# Garten & Teich 2013



## bilderzaehler (14. März 2013)

Vorankündigung:

Für dieses Jahr ist ein kleiner Amazonas auf dem Gelände geplant. Außerdem eine "Teichonaut"-Anlage, bei der man das Innenleben eines Teiches im Querschnitt sehen kann, ein Auto im teich, viele Mini-Teiche, die auch für den Balkon oder die Terasse geeignet sind uvm.

http://www.gartenundteich.info/

 Thomas


----------



## Moonlight (15. März 2013)

*AW: Garten & Teich 2013*

Hey Thomas,

so richtig komme ich mit der Info nicht zurecht 
Ist das eine Gartenschau ... oder was soll das sein?
Gibt es auch Bilder von vergangenen "Events"?

Erzähl doch mal bischen mehr darüber!

Irgendwie gibt der Link nicht viel her ... finde ich 

Mandy


----------



## Patrick K (15. März 2013)

*AW: Garten & Teich 2013*

Hallo Mandy

die Webseite gab schon letztes Jahr nicht viel her ,ist wohl eher ein "Geheimtip" ,aber ein GUTER und SCHÖNER, ich werde dieses Jahr auch wieder hingehen diesmal aber etwas früher.

Hier der Link vom letzten Jahr

https://www.hobby-gartenteich.de/xf/threads/36307

@ Bilderzähler wollen wir dort nicht mal ein kleines USER treffen abziehen???

würde mich freuen Patrick


----------



## bilderzaehler (15. März 2013)

*AW: Garten & Teich 2013*

Hi,

stimmt, die Site gibt nicht viel her, aber ich hab die Info vom Betreiber, dass der Webauftritt derzeit neu programmiert wird.
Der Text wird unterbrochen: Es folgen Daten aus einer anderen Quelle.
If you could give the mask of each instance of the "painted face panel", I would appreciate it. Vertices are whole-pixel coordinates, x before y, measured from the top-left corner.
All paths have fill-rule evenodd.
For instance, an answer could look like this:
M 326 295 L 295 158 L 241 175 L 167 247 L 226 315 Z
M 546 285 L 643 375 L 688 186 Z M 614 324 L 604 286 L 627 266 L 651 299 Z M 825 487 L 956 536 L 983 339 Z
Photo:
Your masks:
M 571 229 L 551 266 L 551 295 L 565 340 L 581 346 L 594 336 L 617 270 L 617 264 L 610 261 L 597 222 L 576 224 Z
Der Betreiber hat mir die Info in mein Gästebuch geschrieben, weil ich eine positive Anmerkung zum letztjährigen Event geschrieben hatte.

@ Patrick . . . sehr gerne. Fachsimpeln kann man mit mir nicht, aber es gibt ja noch ein Leben außerhalb der Teichwelt ;-)

Habt ein schönes Wochenende . . . liebe Grüße . . . Thomas


----------



## Kama (1. Juli 2013)

*AW: Garten & Teich 2013*

Hallo, ich darf nochmal dran erinnern .

Unsere Presse tritt es auch schön platt:

    

Wisst ihr schon, wann ihr da sein werdet?


----------



## blackbird (1. Juli 2013)

*AW: Garten & Teich 2013*

Hi zusammen, 

schade, das passt bei mir terminlich nicht, sonst wär ich auch gekommen.
Wünsche Euch viel Spaß dort, ist bestimmt sehr interessant. 

Viele Grüße,
Tim


----------



## bilderzaehler (1. Juli 2013)

*AW: Garten & Teich 2013*

Da ich am Donnerstag ne heftige Zahn-OP habe, kann ich noch nicht sagen, ob ich in der Lage bin die Ausstellung zu besuchen


----------



## Kama (1. Juli 2013)

*AW: Garten & Teich 2013*



bilderzaehler schrieb:


> Da ich am Donnerstag ne heftige Zahn-OP habe, kann ich noch nicht sagen, ob ich in der Lage bin die Ausstellung zu besuchen



Gibt's denn eine bessere Ablenkung vom eigenen Elend?


----------